Critique : Agnes Obel - Philharmonics 2

Critique : Agnes Obel – Philharmonics

Agnes Obel est une jeune auteur compositrice Danoise qui est parvenue à se faire un nom grâce à son Myspace.

Grâce au titre Just so, elle est repérée par le service presse de Deutsche Telekom qui l’utilisera comme musique de fond d’une publicité en Allemagne. Forcément, un label va s’empresser de la signer et de l’aider à finaliser un album déjà très attendu par la presse bobo et arty internationale.

C’est donc le 4 octobre 2010 qu’est disponible son premier LP dénommé Philharmonics qui étend donc son spectre musical à des relents de Tori Amos, Joni Mitchell et pas mal de jeunes artistes proches du courant classique chic.

Critique:
Difficile de faire une critique titre par titre tant l’album est cohérent et surtout de qualité. On retrouve de magnifiques passages de piano, un minimalisme du plus bel effet quand aux effets de voix et au niveau de la production.

L’ensemble commence avec 2 titres magnifiques, Falling Catching et Riverside. On toucherai presque à la grâce avec cette entame d’album et forcément, c’est surpris et un peu en émoi que l’on découvre Brother Sparrow. On est plus dans l’acoustique léger, pas trop pop mais assez pour ne pas confondre les titres entre eux. Il n’y a pas vraiment d’emballement et la production est toujours aussi propre.

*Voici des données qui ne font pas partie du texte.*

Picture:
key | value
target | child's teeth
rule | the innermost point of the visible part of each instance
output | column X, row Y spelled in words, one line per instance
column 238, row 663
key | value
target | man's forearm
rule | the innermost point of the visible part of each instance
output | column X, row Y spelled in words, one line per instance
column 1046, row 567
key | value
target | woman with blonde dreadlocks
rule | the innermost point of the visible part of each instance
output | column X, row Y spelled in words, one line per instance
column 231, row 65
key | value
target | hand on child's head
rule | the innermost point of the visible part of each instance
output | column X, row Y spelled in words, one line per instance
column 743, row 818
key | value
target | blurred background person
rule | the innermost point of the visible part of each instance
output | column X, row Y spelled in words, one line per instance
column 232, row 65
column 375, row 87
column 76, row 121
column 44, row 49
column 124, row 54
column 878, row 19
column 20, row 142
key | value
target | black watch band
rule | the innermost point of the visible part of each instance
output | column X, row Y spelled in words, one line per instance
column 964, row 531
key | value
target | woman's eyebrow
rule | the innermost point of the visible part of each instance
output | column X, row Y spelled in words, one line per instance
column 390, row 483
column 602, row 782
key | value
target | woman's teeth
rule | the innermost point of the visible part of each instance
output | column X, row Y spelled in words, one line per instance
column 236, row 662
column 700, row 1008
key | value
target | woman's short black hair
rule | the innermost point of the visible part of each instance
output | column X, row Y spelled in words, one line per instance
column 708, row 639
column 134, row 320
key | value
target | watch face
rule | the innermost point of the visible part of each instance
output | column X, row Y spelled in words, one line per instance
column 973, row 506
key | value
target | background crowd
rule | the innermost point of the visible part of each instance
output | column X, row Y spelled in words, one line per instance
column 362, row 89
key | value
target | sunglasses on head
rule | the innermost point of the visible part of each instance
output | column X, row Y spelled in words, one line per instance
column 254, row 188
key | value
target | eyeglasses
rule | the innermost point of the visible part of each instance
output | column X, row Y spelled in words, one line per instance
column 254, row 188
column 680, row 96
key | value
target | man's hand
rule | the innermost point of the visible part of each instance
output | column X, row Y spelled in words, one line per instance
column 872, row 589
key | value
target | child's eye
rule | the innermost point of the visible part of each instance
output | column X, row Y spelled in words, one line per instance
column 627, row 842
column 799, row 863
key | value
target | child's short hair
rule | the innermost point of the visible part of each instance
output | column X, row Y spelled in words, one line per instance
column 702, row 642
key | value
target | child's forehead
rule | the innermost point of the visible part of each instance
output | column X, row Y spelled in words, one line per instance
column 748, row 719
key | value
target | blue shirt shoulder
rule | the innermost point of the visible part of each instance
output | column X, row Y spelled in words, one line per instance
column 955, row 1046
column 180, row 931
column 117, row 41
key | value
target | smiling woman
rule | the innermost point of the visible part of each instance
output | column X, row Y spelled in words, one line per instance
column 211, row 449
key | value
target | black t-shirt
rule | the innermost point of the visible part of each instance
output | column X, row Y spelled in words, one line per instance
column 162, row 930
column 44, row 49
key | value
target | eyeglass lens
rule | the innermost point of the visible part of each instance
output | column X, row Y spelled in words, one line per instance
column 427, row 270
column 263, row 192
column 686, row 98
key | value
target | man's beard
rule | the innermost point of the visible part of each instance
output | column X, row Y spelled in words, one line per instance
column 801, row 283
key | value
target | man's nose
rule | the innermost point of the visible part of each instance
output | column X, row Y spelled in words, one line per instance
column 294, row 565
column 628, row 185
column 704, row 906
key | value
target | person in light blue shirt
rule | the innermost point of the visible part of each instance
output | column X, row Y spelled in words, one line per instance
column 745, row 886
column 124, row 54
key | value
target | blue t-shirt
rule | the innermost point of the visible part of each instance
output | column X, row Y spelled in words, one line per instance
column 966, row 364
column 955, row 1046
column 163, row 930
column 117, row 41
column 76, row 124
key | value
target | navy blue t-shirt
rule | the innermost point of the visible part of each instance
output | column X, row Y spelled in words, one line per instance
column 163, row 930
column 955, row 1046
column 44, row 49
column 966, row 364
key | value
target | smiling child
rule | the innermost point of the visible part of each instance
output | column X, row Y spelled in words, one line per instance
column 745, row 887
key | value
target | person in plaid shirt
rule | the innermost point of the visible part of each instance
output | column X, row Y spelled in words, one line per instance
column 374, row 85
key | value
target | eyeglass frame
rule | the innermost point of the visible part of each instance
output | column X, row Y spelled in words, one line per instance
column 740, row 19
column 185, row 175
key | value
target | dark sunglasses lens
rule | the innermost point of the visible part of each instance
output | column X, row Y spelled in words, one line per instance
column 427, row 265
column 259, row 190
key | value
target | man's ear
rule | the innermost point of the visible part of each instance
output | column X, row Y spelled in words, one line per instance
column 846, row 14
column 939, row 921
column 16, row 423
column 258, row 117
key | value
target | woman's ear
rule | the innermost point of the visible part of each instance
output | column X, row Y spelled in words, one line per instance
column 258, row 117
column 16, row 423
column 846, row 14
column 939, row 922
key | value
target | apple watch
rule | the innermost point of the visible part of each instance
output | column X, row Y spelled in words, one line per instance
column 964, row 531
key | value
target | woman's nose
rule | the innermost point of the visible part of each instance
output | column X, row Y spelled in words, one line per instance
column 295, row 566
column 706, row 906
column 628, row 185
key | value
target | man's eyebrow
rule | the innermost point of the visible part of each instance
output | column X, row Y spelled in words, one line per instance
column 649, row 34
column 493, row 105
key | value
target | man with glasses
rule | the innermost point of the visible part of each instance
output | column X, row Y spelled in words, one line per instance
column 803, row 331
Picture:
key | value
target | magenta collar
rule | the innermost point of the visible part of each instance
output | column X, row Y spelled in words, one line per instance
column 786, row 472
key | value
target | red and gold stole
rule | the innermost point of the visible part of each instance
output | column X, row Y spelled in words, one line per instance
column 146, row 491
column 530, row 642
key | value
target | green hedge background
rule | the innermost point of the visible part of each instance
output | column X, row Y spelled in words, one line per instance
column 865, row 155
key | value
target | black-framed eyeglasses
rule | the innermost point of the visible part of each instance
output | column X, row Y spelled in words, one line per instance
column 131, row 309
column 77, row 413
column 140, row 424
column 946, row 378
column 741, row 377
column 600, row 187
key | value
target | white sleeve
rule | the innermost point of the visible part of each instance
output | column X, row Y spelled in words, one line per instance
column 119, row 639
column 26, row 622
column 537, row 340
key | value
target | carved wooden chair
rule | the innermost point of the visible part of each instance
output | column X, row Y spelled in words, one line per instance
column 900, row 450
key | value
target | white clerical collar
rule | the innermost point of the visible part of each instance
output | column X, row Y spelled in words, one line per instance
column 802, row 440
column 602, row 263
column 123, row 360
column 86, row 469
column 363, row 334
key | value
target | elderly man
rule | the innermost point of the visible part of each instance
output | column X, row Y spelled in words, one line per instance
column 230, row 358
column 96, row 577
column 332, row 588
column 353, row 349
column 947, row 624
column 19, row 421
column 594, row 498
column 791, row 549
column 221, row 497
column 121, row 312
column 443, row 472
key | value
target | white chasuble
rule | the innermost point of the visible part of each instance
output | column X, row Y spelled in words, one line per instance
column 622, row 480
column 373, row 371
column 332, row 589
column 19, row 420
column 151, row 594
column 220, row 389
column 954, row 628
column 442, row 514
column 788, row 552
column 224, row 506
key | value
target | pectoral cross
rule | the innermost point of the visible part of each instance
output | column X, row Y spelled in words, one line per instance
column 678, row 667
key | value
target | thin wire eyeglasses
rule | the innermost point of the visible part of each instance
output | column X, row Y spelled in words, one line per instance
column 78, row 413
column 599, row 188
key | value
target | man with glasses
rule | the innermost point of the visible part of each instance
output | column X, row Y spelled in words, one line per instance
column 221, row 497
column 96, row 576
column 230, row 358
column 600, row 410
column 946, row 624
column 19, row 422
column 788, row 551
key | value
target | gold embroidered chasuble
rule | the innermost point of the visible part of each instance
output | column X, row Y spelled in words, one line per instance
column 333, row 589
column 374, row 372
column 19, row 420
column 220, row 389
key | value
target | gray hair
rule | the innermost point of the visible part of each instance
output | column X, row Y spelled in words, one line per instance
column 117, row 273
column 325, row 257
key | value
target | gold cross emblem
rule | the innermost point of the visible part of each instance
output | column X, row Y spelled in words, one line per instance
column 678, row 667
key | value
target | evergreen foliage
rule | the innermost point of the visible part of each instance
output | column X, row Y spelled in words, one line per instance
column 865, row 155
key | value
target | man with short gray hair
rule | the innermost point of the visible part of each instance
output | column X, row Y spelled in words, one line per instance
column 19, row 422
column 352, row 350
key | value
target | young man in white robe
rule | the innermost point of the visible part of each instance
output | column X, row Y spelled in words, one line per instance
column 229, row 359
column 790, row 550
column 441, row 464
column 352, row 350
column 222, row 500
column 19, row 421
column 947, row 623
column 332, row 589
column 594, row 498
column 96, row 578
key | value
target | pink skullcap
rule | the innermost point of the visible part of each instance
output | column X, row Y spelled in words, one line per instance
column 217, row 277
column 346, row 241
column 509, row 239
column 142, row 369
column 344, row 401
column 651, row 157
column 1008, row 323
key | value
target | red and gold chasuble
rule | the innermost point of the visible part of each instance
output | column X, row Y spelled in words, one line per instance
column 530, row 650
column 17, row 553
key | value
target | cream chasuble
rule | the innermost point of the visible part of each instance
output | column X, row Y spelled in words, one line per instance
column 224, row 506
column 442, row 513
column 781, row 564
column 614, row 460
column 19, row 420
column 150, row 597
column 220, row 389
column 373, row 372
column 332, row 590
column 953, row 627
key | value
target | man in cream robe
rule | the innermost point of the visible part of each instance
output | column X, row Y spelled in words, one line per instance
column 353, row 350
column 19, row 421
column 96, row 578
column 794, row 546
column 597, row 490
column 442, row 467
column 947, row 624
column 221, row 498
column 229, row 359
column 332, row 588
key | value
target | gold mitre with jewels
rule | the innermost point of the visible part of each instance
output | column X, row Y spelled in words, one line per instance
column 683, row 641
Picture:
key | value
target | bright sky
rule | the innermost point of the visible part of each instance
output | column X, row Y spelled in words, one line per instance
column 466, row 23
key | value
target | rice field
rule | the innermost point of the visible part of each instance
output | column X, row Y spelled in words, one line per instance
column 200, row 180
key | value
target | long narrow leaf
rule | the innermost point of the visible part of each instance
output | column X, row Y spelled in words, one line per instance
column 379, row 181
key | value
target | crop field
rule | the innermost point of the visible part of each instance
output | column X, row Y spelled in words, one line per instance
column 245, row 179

C’est bien avec Just So avec ces faux airs de Yael Naim que l’on découvre le pendant pop chic de la demoiselle. Réussite complète sur toute la ligne jusque là, l’album va alors perdre un peu de se superbe avec quelques titres un peu plus anecdotiques.

Beast enchaine bien avec une voix qui penche un poil vers Björk dans les intonations mais qui reste malgré tout agréable et fluide. Louretta avec ses faux airs de musique de transition et de pub pour une banque ou une assurance vie refroidi clairement l’ambiance.

Avenue rejoue donc une ritournelle lente et feutrée avec malgré tout quelques percutions ici et là qui tentent de donner plus de coffre au titre, peine perdue à vrai dire. Philharmonic arrive ensuite avec le même esprit mais avec une présence bienfaitrice du piano qui sans trop en faire apporte énormément au titre. Pas foncièrement indispensable à l’album mais on se raccroche au bon wagon.

Close Watch est une reprise très réussie de John Cale. S’ensuit dès lors l’instrumental un poil trop court Wallflower qui est une parfaite transition entre le ventre mou de l’album est la fin qui s’annonce réussie. Over the Hill et On Powdered Ground ne bousculent au final pas grand chose et se contentent donc de plagier une nouvelle fois ce que le début de l’album nous a offert. Dommage

Avis:
Voici donc une bien belle découverte qui fera à coup sûr la une des journaux artys et pédants qui annonceront donc la nouvelle reine qui venait du froid. Est-ce bien raisonnable? Oui et non en fait. La miss, non contente d’être plutôt photogénique, dispose d’un talent certes froid mais indéniable.

Très forte sur les ambiances et sur la fluidité des compositions, elle pèche néanmoins par excès de zèle sur des titres mineurs voire dispensables. Le début de l’album est parfait avec vraiment des chansons fortes, une personnalité et un talent qui éclabousse nos écouteurs et font qu’il est facile de crier au génie. Pourtant tout n’est pas si simple et les influences de la demoiselle se font entendre de plus en plus fort pour au final aseptiser le discours et la trame.

Il n’y a pourtant pas grand chose à jeter dans cet album car tout est écoutable en boucle et on arrive même à sélectionner la touche repeat album pour avoir un fond sonore calme et apaisant. On est bien face à un futur talent Danois mais il va falloir convaincre plus si elle ne veut se cantonner à des musiques de publicités ou d’open space. Cet album reste malgré une bien agréable découverte me concernant mais je ne serais pas aussi dithyrambique que les autres chroniqueurs sur le Web.